Nanocellulose is perhaps not on everyone’s lips but is a widely spread buzz word within our industry. A “googling” on the word nanocellulose while writing this article resulted after a search time of 0.45 seconds in some 701,000 hits. So the topic is obviously a hot one.
A wide range of nanocellulose applications are mentioned in articles and, presentations, on posters and at conferences but how many have materialised on an industrial scale? Only a few and one example is Borregaard’s plant for microfibrillated cellulose, MFC, with the trade name Exilva. It has a capacity of 10,000 tonnes of 10% MFC paste and is claimed to be the world’s first commercial production facility for MFC. There are also a couple of other plants in the world but we are still waiting for the critical mass, i.e. big plants and major applications, to be achieved for nanocellulose based products.
Which are the value chains where nanocellulose will be an important component in products and in which applications will it be used?
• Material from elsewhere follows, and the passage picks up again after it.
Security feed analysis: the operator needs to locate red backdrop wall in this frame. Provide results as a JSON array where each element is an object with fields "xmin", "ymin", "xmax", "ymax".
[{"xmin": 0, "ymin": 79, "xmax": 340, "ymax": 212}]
Judging from existing research projects there are different possible opportunities where nanocellulose can be used in full scale. Certain applications require some kind of paper machine technology in order to materialise and hence there is research aiming at products like filters, foam composites, flame resistant material as well as surface treated material for web production.
Needless to say, producing products like these and similar ones in a web form offers many challenges. Quite many are due to the process as such and as they are solved, and when transferring successful results to full scale production, other ones are likely to show up. So, what can and must be done in order to reduce development costs to bring nanocellulose containing products successfully to the market? An important part of the development work is also to produce demonstration samples of nanocellulose containing products in quantities big enough to facilitate application trials on a realistic scale.
Numerous research projects are going on worldwide and hence there is a growing need for relevant pilot equipment and demonstration plants in order to take successful laboratory results closer to efficient big scale production. Nanocellulose is, as the name clearly indicates, very small parts of cellulose molecules, much smaller than any other raw material used in today’s paper machines. So there is definitely a need for pilot equipment in which the process in a paper machine can be simulated in a reasonably realistic way than can be done in laboratory sheet formers.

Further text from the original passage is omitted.